In its decade of existence, electric-car startup Tesla has accomplished many things the auto industry didn’t think it could do.
But could Tesla Motors [NSDQ:TSLA] be as disruptive to the existing industry as were Toyota and Nissan, the two largest Japanese car importers during the Sixties, Seventies, and Eighties?
That’s the premise of Adam Jonas, who leads auto-industry research at Morgan Stanley. His quote ends an article in The New York Times last Friday.
That column, by noted financial author James Stewart, looked at Tesla’s opportunities and challenges from the point of view of a potential buyer.
“There’s been a seismic change,” Jonas says. “The auto industry hasn’t seen anything this disruptive since the dawn of the Japanese manufacturers.”
And the disruption Jonas cites was severe.
Small, reliable, fuel-efficient
Toyota and Nissan (then Datsun)–along with later arrival Honda–offered small, fuel-efficient cars (which Detroit said no one wanted) that were more reliable than anything coming from domestic competitors (a fact Detroit ignored for three decades).
Collectively, they went from selling fewer than 100,000 cars a year in the mid-Sixties to millions by the end of the Eighties.
They expanded their model lines, established U.S. assembly plants (under threat of import duties), and pioneered the crossover utility vehicle, among other achievements.
In 1970, General Motors alone made half the vehicles sold in the U.S. Last year, that number had fallen to 17.9 percent–an 88-year low.
The decline of the three domestic automakers is reflected in what they’re called in the media: Many outlets now refer to the former “Big Three” simply as the “Detroit Three.”
Tesla Motors CEO Elon Musk with Tesla Roadster
Tesla on top
Tesla has already surpassed most other notable automotive startups. At its current rate, it will have more than 26,000 cars on the world’s roads by the end of the year.
That handily beats Delorean (9,000 cars), Bricklin (2,850 cars), and Tucker (a mere 51 cars) among the notable automotive startups of the past half-century.

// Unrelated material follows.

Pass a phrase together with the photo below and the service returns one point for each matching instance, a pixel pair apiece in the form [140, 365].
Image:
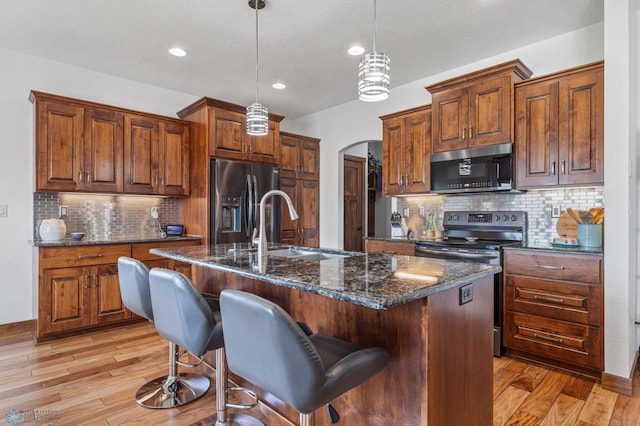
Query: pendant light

The Tesla Roadster alone, even before it struggled into showrooms late in 2008, was enough of a goad to GM that the company green-lighted the Chevrolet Volt range-extended electric car (and protected it during its epic 2009 bankruptcy and government-backed restructuring).
The Volt remains the highest-selling plug-in electric car on U.S. roads, though Tesla’s planned volume of 21,000-plus Model S cars during 2013 gets close to Volt numbers.
What are the risks?
So knowing that we have many Tesla fans and supporters in our audience, we have two questions.
What are the biggest risks that could prevent Tesla from growing into a global automaker of scale?
And, how will we know when Tesla has truly disrupted Detroit and the U.S. auto market?